The Image Search API Inconsistent result?

{“index”: 25075, “score”: 0.775077223777771, “url”: “https://upload.wikimedia.org/wikipedia/commons/1/10/Air_MET_DP104981.jpg”, “entities”: [{“entity_name”: “Air”, “entity_attributes”: {“composition_nitrogen”: “78.08%”, “composition_oxygen”: “20.95%”, “composition_argon”: “0.93%”, “composition_carbon_dioxide”: “0.04%”, “average_molecular_weight”: “28.946 g/mol”, “mass”: “5.15\u00d710^18 kg”, “average_temperature_at_surface”: “14 \u00b0C”, “average_pressure_at_sea_level”: “101325 pascals”, “troposphere_height”: “12 km”, “stratosphere_height”: “50 km”, “mesosphere_height”: “80 km”, “thermosphere_height”: “500-1000 km”, “exosphere_height”: “700-10,000 km”, “ionosphere_height”: “50-1000 km”, “ozone_layer_concentration”: “2-8 parts per million”, “greenhouse_gases”: [“carbon dioxide”, “methane”, “nitrous oxide”], “density_at_sea_level”: “1.2 kg/m^3”, “name”: “Atmosphere of Earth”}}]}

The above is a result I obtained through the image search API. As you can see, the URL image (of a sculpture) here does not match the entity_name at all.

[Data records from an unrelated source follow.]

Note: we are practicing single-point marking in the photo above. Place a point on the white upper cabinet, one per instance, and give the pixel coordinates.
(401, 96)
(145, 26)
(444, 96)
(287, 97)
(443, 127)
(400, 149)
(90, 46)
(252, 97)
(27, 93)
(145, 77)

Below are the method and parameters I used: the main version and v0.5.0 of the API.
search_pipeline = UnifiedSearchPipeline(
image_model_name=“openai/clip-vit-large-patch14-336”,
image_hf_dataset_id=“crag-mm-2025/image-search-index-validation”,
)

Should participants consider handling this kind of inconsistency between images and text as noise? Or is this an official bug that you will fix in the future?

1 Like

@buptxy The mismatch between image and entity_name could happen and should be considered as noise. In practice, we have automatic mechanism to remove certain noises, but it is impossible to eliminate all the data errors as scale. Nevertheless, we appreciate the feedback and would love to hear more about your observations!